Le deleghe legislative: riflessioni sulla recente esperienza normativa e giurisprudenziale

Pisa, 11 giugno 2002

a cura di Paolo Zuddas

I lavori sono stati introdotti dal prof. A. Ruggeri, che ha ricordato tra l’altro che, in assenza di principi e criteri direttivi, le deleghe vanno intese in senso minimale, valendo per il decreto legislativo il principio di legalità in senso sostanziale. Le interferenze tra decreti legge e decreti legislativi vanno inoltre presunte come illegittime, in ragione della probabile insussistenza dei presupposti di necessità e urgenza che abilitano al ricorso allo strumento del decreto legge; in tali circostanze dovrebbe peraltro invertirsi l’onere della prova della necessità e urgenza, la cui dimostrazione spetterebbe al governo. Il decreto legge, inoltre, non può modificare i principi e criteri direttivi della legge delega: se li vuole modificare, il governo deve presentare un nuovo disegno di legge delega. Muovendo dalla considerazione che la regola non richiede motivazione, mentre la richiede l’eccezione, il prof. Ruggeri ha affermato che – stante la presunzione di conformità del parere parlamentare alla legge di delega – in caso contrario l’onere della prova graverebbe sul governo che si discosti dal parere: un tale sistema peraltro responsabilizzerebbe maggiormente sia il governo che il parlamento. Lo stesso rapporto tra motivazione delle regole e dell’eccezione dovrebbe valere anche per le leggi di delega, che rappresentano in qualche misura una eccezione alla attribuzione della potestà legislativa al parlamento. La delega deve giustificare se stessa: la necessità del ricorso a tale strumento, infatti, solo talvolta è scontato, per tabulas (ad es., per i codici). In conclusione, il prof. Ruggeri ha affermato che la logica dei procedimenti integrati deve sottostare al principio di ragionevolezza. In questo senso, la legge che si allontani da metanorme contenute in leggi presenti non è incompetente, ma irragionevole: così il canone di ragionevolezza utilizzato dalla Corte costituzionale supplirebbe all’assenza di norme sulla normazione.
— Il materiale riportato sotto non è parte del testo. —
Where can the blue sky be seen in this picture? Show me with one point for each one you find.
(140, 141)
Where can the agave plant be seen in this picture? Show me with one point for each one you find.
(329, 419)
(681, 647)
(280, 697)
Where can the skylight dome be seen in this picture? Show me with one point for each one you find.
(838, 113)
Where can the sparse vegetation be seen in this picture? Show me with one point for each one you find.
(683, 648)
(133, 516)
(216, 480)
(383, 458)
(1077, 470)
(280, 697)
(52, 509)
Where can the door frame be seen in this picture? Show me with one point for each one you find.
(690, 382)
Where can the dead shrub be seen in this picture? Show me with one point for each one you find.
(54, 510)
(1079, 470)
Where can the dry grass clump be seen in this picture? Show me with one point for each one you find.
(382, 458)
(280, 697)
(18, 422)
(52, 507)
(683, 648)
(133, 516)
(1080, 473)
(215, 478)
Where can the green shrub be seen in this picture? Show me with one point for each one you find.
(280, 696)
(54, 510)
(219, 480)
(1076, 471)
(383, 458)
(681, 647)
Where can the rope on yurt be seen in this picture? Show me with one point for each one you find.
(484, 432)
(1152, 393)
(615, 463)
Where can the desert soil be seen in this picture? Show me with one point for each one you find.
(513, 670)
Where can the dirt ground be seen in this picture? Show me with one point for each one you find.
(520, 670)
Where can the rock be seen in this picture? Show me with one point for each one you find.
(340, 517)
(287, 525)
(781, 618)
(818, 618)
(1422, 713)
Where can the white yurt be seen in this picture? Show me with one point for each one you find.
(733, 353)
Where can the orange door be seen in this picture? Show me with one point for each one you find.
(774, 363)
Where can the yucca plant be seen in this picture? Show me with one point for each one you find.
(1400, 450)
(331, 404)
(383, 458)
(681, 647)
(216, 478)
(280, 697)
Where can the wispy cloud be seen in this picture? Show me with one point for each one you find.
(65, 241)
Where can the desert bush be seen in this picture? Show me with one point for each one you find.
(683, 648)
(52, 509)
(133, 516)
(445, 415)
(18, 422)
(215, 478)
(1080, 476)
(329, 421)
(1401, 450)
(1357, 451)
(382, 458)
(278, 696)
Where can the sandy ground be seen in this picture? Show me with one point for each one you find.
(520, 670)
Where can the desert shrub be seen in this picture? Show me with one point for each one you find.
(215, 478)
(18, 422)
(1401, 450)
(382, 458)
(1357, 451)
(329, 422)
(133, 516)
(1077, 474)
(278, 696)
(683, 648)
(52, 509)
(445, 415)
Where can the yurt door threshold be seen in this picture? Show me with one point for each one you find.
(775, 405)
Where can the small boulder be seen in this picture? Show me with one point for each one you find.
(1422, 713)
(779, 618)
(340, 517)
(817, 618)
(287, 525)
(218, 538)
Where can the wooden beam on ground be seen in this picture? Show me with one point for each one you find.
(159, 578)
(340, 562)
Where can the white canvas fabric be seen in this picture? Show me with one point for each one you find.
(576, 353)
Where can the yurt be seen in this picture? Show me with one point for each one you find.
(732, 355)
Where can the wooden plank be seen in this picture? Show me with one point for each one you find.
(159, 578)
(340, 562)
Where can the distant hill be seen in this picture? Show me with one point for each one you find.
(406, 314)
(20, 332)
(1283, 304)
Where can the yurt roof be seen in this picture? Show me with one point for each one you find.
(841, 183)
Il dott. G. Tarli Barbieri – intervenendo su La grande espansione della delegazione legislativa – ha ricordato in primo luogo che la prassi contraddice la dottrina costituzionalistica sul carattere eccezionale e derogatorio della delega legislativa. La delega, infatti, è ed è sentita come fonte ordinaria e ‘normale’ per procedere a riforme settoriali e intersettoriali; ne risulta quindi ridimensionata la centralità della legge. Ma il fenomeno che appare più evidente è che il sistema politico sembra essersi appropriato del sistema delle fonti. Basti qualche esempio: il governo ha emanato ordinanze contingibili e urgenti in previsione dei problemi futuri di ordine pubblico connessi alla prossima presidenza italiana dell’UE; la riforma del Titolo V della parte seconda della Costituzione non è ancora avvertita come vincolante in sede parlamentare, tanto che alcune leggi delega non tengono conto del nuovo riparto di competenze.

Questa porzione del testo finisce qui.